In my Issue 8 article I mentioned I did not know how command line parameters (or arguments) were passed to programs under FreeBSD. I have received some feedback, both from the FreeBSD community and APJ readers.
Thanks to that feedback, I can now pass this information on to you. Further,
this information should be valid, more or less, for all 386 based Unix and
Unix-like operating systems. At any rate, if your Unix variety does not come
with the information on its command line parameters, chances are that, if you
adjust my sample code to use the kernel interface of your OS, it will work just
fine.
Code startup
Unix is much more security-conscious than MS DOS and MS Windows. While
DOS/Windows assembly language programmers may be used to the operating system
loading their code and then CALLing it (so you can exit with a simple RET, and
possibly crash the system), Unix creates a new process for each program. This
process is separate from the kernel and from all other processes. Hence, the
system does not CALL your code, it JMPs to it. If you issue a RET, you will
crash your program, but Unix will continue running unharmed. At least that's
the theory. However, under FreeBSD it is the practice as well: I tried it and
can vouch for it.
The top of the stack
Before the Unix system jumps to your code, it pushes some information on the
top of the stack: Your stack, that is, not system stack, so you can access it
all from your own code. Here is what the stack contains, starting at the top:
number of arguments ("argc")
argument 0
argument 1
...
argument n (n = argc - 1)
NULL pointer
environment 0
environment 1
...
environment n
NULL pointer
Not all of these are necessarily there (e.g., if the program was called with no
arguments). However, the number of arguments, argument 0, and the two NULL
pointers are always present.
Argument 0 is not a command line parameter in the sense DOS programmers are
used to find. Instead, it is the name of the program. C programmers will find
it as the familiar argv[0].
Another important difference between DOS and Unix is that DOS programs just
give you the full command line, i.e., whatever appears after the name of the
program, including any leading and trailing blanks. It is then up to the
programmer to strip all extra blanks.
Compared to that, parsing the Unix command line is much simpler as the system
does some of the hard work for you. The individual arguments are separated, and
usually contain no leading/trailing blanks. When they do, they are there
because the program caller wanted them there.
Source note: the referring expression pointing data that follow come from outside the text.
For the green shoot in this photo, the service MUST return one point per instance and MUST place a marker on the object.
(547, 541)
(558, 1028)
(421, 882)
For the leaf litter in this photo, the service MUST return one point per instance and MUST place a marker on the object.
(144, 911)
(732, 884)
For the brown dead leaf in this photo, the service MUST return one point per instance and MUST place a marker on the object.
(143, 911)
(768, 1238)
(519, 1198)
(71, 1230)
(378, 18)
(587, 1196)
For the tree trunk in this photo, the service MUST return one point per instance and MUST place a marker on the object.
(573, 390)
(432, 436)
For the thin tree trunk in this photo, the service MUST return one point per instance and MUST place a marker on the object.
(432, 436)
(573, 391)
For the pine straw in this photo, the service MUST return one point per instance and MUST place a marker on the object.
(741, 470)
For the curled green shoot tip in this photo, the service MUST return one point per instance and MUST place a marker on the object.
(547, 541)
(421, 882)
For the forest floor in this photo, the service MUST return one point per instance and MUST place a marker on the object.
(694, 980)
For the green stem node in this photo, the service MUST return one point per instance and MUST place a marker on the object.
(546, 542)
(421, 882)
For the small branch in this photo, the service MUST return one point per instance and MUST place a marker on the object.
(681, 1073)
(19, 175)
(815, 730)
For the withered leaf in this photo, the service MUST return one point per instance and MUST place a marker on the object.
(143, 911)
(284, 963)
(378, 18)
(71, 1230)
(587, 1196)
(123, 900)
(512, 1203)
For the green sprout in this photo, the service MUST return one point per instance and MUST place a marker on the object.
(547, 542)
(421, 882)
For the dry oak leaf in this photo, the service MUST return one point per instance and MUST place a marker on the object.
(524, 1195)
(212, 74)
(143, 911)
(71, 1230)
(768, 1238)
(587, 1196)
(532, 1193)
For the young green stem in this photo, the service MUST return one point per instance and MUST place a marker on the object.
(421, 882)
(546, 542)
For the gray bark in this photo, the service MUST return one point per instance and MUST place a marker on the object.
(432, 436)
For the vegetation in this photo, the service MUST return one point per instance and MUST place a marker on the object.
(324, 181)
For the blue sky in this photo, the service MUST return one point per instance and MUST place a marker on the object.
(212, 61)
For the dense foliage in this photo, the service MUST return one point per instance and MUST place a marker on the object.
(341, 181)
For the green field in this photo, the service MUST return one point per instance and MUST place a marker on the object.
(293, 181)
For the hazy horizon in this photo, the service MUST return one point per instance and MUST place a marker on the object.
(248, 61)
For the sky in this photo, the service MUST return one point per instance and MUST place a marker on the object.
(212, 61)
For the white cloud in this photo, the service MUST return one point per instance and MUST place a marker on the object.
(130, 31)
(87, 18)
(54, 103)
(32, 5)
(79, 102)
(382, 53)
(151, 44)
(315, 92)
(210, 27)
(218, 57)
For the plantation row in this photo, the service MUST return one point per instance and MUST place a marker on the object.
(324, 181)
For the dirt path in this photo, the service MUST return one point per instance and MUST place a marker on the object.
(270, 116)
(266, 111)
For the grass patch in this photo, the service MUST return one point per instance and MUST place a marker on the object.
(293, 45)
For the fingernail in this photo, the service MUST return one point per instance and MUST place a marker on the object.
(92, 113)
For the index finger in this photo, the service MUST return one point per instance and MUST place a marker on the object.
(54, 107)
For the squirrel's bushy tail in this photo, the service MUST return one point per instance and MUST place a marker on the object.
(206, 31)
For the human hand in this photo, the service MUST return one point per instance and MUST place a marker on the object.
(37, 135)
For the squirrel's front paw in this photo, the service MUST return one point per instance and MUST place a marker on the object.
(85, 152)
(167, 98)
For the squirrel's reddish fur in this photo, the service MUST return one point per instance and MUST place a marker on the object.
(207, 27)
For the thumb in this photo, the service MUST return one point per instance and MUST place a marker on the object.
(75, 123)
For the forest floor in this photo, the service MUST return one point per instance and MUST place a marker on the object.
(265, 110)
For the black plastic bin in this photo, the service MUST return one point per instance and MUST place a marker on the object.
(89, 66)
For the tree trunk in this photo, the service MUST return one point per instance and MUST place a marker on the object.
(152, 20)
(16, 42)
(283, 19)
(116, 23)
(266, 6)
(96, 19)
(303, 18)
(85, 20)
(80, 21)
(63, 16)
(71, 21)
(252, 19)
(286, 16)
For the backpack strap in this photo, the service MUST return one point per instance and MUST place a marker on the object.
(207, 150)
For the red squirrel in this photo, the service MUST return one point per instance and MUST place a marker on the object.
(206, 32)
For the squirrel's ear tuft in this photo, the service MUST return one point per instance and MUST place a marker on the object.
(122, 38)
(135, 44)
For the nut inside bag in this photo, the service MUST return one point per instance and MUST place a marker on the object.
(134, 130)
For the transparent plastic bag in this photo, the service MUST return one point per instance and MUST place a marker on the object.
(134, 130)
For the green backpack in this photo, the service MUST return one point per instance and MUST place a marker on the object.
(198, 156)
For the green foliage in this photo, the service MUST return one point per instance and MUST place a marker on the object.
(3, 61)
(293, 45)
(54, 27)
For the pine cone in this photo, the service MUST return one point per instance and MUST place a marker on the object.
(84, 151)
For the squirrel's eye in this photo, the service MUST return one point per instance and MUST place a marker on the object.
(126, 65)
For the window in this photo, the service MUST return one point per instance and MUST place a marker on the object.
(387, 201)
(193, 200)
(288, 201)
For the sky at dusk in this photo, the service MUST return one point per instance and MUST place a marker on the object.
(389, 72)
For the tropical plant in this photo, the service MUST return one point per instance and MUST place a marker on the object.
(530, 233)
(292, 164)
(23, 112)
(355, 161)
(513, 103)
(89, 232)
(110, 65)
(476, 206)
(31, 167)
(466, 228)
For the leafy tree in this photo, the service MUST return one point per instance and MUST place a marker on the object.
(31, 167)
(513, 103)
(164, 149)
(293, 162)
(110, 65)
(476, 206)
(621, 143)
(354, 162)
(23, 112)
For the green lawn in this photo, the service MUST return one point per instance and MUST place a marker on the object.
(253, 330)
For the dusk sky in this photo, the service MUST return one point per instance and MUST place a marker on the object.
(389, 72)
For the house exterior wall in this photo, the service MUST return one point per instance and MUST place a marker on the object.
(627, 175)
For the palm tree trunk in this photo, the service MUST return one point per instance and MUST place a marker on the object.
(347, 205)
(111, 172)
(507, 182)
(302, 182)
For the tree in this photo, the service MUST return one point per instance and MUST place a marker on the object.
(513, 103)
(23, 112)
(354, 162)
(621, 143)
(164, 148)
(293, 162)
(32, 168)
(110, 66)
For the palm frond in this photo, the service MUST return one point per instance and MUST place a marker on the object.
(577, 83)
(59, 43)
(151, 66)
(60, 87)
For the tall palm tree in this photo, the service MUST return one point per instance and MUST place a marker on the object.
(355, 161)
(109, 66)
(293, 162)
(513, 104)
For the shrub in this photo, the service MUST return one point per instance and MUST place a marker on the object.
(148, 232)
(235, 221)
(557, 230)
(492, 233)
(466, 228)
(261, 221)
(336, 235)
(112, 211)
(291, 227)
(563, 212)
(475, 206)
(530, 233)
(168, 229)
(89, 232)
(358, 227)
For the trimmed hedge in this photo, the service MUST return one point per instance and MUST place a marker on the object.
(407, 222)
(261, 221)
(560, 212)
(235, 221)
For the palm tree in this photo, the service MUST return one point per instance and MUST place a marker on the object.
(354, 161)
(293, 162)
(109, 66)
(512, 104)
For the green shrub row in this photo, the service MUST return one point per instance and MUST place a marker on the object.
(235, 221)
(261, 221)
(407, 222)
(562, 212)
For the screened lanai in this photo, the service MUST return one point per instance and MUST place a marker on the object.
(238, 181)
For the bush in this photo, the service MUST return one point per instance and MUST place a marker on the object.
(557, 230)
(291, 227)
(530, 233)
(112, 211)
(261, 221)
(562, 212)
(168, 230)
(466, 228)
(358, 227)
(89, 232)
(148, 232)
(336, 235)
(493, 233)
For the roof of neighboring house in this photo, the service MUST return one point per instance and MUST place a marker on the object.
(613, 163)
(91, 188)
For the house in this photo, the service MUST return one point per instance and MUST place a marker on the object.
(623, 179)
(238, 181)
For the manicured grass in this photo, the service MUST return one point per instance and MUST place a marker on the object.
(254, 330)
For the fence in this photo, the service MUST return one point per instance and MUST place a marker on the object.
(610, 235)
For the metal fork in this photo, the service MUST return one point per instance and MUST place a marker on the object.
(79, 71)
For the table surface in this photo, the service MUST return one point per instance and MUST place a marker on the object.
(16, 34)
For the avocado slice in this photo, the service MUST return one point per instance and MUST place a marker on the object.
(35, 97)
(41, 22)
Let me illustrate. Suppose the user has typed the following command:
./args Hello, world. Here I come!
In that case, the top of the stack will look like this:
6
./args
Hello,
world.
Here
I
come!
0
environment 0
environment 1
...
environment n
0
The arguments are nicely separated and contain no blanks. Now, suppose the user
has typed:
./args Hello, world. "Here I come!"
The top of the stack looks like this:
4
./args
Hello,
world.
Here I come!
0
(etc)
This system, besides making it easier to parse, has a great advantage over the
DOS way: It has no practical limit on the size of the command line.
Accessing the information
Because your program runs in its own process space, the stack is yours to do
with as you please. You can simply save the information in some data structure
and leave the stack intact, or you can pop it off as you need it.
The C startup code uses the first approach: It saves the "argc" value in a
local variable, the argument 0 in another. It finds the start of the
environment variable list and stores it in a global variable. It then calls
main, passing that information to it, i.e. main(argc, *argv[], env);
The assembly language program can do that as well, but usually has no need to.
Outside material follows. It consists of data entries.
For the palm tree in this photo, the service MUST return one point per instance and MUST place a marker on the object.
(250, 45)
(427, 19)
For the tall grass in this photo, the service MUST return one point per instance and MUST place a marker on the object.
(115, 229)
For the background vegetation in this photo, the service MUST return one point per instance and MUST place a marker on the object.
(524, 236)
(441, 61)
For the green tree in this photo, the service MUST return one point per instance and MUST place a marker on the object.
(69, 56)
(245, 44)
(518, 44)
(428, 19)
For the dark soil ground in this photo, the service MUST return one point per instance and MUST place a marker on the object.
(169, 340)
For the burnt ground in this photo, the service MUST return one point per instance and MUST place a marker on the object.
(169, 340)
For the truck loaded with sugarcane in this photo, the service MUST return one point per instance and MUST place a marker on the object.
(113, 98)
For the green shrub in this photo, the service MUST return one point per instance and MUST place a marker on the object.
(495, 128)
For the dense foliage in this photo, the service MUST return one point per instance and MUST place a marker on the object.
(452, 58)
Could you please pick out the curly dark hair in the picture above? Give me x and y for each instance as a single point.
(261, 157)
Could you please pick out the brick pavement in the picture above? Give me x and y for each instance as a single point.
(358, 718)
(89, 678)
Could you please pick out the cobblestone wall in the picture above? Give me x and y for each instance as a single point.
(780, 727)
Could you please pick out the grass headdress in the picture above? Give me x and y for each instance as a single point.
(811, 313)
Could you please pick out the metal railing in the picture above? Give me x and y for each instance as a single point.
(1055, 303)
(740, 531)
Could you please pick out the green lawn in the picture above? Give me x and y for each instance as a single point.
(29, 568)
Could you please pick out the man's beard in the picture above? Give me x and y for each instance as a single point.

If you process the command line at the start of your code, and never need to
see it again, you can just pop it off the stack one by one, analyze it, set up
any flags or other variables, etc.
I have enclosed a simple assembly language program called args.asm below. All
it does is print all the information the FreeBSD system has passed to it. It is
useful as an example of one way of accessing the command line arguments (and
the environment) by simply popping it off one at a time.
It is also useful as a tool to study what format the arguments are in. For
example, running it will show you that the environment is passed to your
program in the form of name=value, where name is the name of the environment
variable, value is whatever text string is assigned to it.
You can assemble and link the program with NASM:
nasm -f elf args.asm
ld -o args args.o
strip args
Try running it with and without command line arguments. Try placing the
arguments in single and double quotes, try all the nifty things a Unix shell
will let you do, such as:
./args $HOME
./args `ls -la`
./args "`ls -la`"
./args '`ls -la`'
./args
./args Hello, world. Here I come!
./args Hello, world. "Here I come!"
./args ' Hello, world. Here I come ! '
;-----------------------------------------------------------------------------;
; args.asm
;
; Print FreeBSD command line arguments and environment
;
; Copyright 2000 G. Adam Stanislav
; All rights reserved
;-----------------------------------------------------------------------------;
section .data
prgmsg db 'Program name:', 0Ah, 0Ah
tab db 9
prglen equ $-prgmsg
argmsg db 0Ah, 0Ah, 'Command line arguments:', 0Ah, 0Ah
arglen equ $-argmsg
envmsg db 0Ah, 'Environment variables:', 0Ah, 0Ah
envlen equ $-envmsg
huhmsg db "Hmmm... Something's wrong here...", 0Ah
huhlen equ $-huhmsg
section .code
what.the.heck:
; Print the huhmsg to stderr and abort.
push dword huhlen
push dword huhmsg
sub eax, eax
mov al, 2 ; stderr
push eax
add al, al ; SYS_write
push eax
int 80h
; No need to clean up the stack since we're quitting now.
sub eax, eax
inc al ; return 1 (failure), SYS_exit
push eax
push eax
int 80h
; ELF programs always start at _start
global _start
_start:
; We come here with "argc" on the top of the stack. Its value
; is at least 1. If not, something went seriously wrong.
pop ecx ; ECX = argc
jecxz what.the.heck
; Print the prgmsg
sub eax, eax
push dword prglen
push dword prgmsg
inc al ; stdout
push eax
push eax
mov al, 4 ;SYS_write
int 80h
add esp, byte 16
; Get argv[0], i.e., the program path
pop ebx ; EBX = argv[0]
; argv[0] is a NUL-terminated string. We can find its
; length by scanning for the NUL.
sub eax, eax
sub ecx, ecx
cld
dec ecx
mov edi, ebx
repne scasb
not ecx
dec ecx
; Print the string
push ecx
push ebx
inc al ; stdout
push eax
push eax
mov al, 4
int 80h
add esp, byte 16
; Print the argmsg
sub eax, eax
push dword arglen
push dword argmsg
inc al ; stdout
push eax
push eax
mov al, 4 ; SYS_write
int 80h
add esp, byte 16
; By now, we have no idea what the value of argc was.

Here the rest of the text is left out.